Singer, as a utilitarian, social progressive, and personhood-centered ethicist, has argued that the suffering of animals, especially apes and large mammals, should be put on par with the suffering of children and developmentally disabled adults. To that end, he founded the Great Ape Project, an initiative that seeks to confer basic legal rights to non-human great apes, namely chimpanzees, bonobos, gorillas, and orangutans. It’s a precursor to my own Rights of Non-Human Persons Program, which also includes dolphins, whales, elephants — and makes provisions for artificial intelligence. Singer has also suggested that chickens be genetically engineered so that they experience less suffering.
And in 2001, Singer’s A Darwinian Left: Politics, Evolution, and Cooperation argued that there is a biological basis for human selfishness and hierarchy — one that has thwarted our attempts at egalitarian reform. What’s needed, says Singer, is the application of new genetic and neurological sciences to identify and modify the aspects of human nature that cause conflict and competition — what today would be regarded as moral enhancement. He supports voluntary genetic improvement, but rejects coercive eugenic pseudo-science.

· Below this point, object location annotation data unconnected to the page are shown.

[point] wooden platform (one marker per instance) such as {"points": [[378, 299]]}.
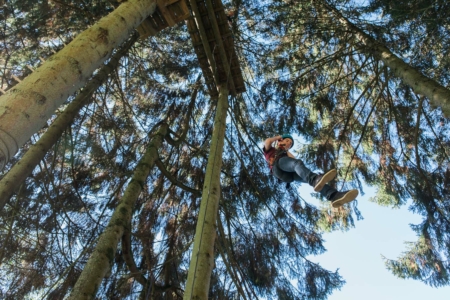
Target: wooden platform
{"points": [[167, 13], [235, 81]]}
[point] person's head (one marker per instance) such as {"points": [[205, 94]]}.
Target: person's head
{"points": [[286, 142]]}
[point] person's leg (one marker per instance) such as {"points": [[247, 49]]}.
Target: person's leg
{"points": [[318, 181]]}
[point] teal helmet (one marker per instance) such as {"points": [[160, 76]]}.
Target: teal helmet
{"points": [[288, 136]]}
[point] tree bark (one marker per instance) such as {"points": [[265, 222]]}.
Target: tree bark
{"points": [[438, 95], [202, 259], [19, 172], [26, 108], [102, 259]]}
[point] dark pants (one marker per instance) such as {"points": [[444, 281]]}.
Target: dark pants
{"points": [[289, 169]]}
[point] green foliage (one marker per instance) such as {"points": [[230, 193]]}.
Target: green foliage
{"points": [[305, 74]]}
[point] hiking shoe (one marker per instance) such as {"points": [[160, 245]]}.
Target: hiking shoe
{"points": [[320, 180], [340, 198]]}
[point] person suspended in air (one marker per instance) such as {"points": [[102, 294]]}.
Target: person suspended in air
{"points": [[287, 168]]}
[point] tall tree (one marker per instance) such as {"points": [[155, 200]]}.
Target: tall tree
{"points": [[27, 106], [17, 174]]}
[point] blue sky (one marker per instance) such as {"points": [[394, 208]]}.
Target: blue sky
{"points": [[357, 254]]}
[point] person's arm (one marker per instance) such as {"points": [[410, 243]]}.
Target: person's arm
{"points": [[268, 142]]}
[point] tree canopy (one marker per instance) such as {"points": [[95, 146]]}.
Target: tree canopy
{"points": [[316, 69]]}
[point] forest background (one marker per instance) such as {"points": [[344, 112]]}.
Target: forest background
{"points": [[363, 84]]}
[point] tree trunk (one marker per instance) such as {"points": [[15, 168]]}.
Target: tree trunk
{"points": [[19, 172], [202, 259], [438, 95], [26, 108], [102, 259]]}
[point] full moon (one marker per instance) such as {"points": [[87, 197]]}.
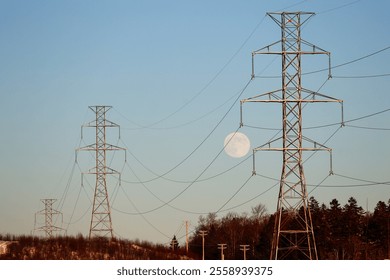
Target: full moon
{"points": [[236, 144]]}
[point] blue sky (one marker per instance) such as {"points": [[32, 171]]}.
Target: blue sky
{"points": [[172, 71]]}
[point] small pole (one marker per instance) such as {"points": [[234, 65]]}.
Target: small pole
{"points": [[187, 237], [222, 247], [244, 248], [203, 233]]}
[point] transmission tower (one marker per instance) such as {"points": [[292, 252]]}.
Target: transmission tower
{"points": [[49, 213], [293, 236], [101, 223]]}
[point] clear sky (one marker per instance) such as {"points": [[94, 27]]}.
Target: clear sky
{"points": [[174, 72]]}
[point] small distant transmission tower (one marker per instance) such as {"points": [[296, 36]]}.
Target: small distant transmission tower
{"points": [[293, 236], [49, 213], [101, 223]]}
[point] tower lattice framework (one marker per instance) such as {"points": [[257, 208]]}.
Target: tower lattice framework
{"points": [[101, 222], [293, 236]]}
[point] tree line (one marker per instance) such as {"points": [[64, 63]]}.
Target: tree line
{"points": [[341, 232]]}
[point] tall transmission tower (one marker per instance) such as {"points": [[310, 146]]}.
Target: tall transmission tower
{"points": [[49, 213], [101, 223], [293, 236]]}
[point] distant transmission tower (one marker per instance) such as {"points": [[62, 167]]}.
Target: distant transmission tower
{"points": [[49, 213], [293, 236], [101, 223]]}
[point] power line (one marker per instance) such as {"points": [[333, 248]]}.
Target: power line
{"points": [[340, 65]]}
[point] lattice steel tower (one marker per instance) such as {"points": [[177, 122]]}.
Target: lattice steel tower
{"points": [[49, 213], [293, 236], [101, 223]]}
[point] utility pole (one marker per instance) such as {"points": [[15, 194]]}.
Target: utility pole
{"points": [[48, 212], [244, 248], [187, 237], [293, 236], [222, 247], [203, 233], [101, 223]]}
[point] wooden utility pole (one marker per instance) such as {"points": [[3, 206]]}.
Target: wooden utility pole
{"points": [[203, 233], [222, 247], [244, 248]]}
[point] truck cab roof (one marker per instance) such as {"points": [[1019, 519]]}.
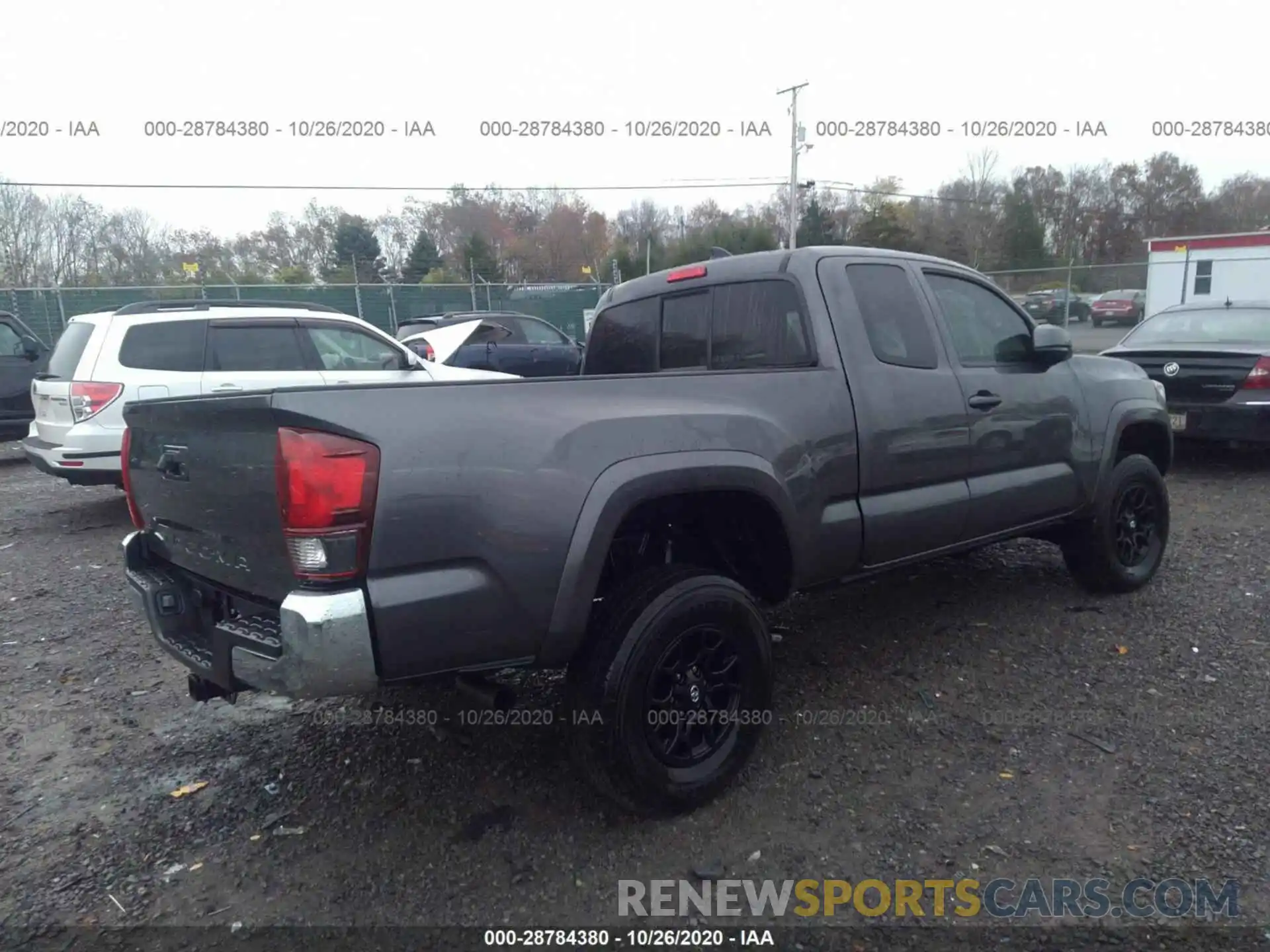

Theoretical physicist and mathematician Freeman Dyson is one of the first thinkers to consider the potential for megascale engineering projects.
His 1959 paper, "Search for Artificial Stellar Sources of Infrared Radiation," outlined a way for an advanced civilization to utilize all of the energy radiated by their sun — an idea that has since inspired other technologists to speculate about similar projects, like Matrioshka and J-Brains.
Swedish philosopher and neuroscientist Nick Bostrom is one of the finest futurists in the business, who is renowned for taking heady concepts to the next level. He has suggested, for example, that we may be living in a simulation, and that an artificial superintelligence may eventually take over the world — if not destroy us all together. And indeed, one of his primary concerns is in assessing the potential for existential risks. An advocate of transhumanism and human enhancement, he co-founded the World Transhumanist Association in 1998 (now Humanity+), and currently runs the Future of Humanity Institute at Oxford.
Image: Nick Bostrom.
Love him or hate him, gerontologist Aubrey de Grey has revolutionized the way we look at human aging.
He’s an advocate of radical life extension who believes that the application of advanced rejuvenation techniques may help many humans alive today live exceptionally long lives. What makes de Grey particularly unique is that he’s the first gerontologist to put together an actual action plan for combating aging; he’s one of the first thinkers to conceptualize aging as a disease unto itself. Rather than looking at the aging process as something that’s inexorable or overly complicated, his macro-approach (Strategies for Engineered Negligible Senescence) consists of a collection of proposed techniques that would work to not just rejuvenate the human body, but to stop aging altogether.
Back in 2006, MIT’s Technology Review offered $20,000 to any molecular biologist who could demonstrate that de Grey’s SENS is “so wrong that it was unworthy of learned debate.” No one was able to claim the prize. But a 2005 EMBO report concluded that none of his therapies "has ever been shown to extend the lifespan of any organism, let alone humans." Regardless of the efficacy of de Grey’s approach, he represents the first generation of gerontologists to dedicate their work to the problem that is human aging. Moreover, he’s given voice to the burgeoning radical life extension movement.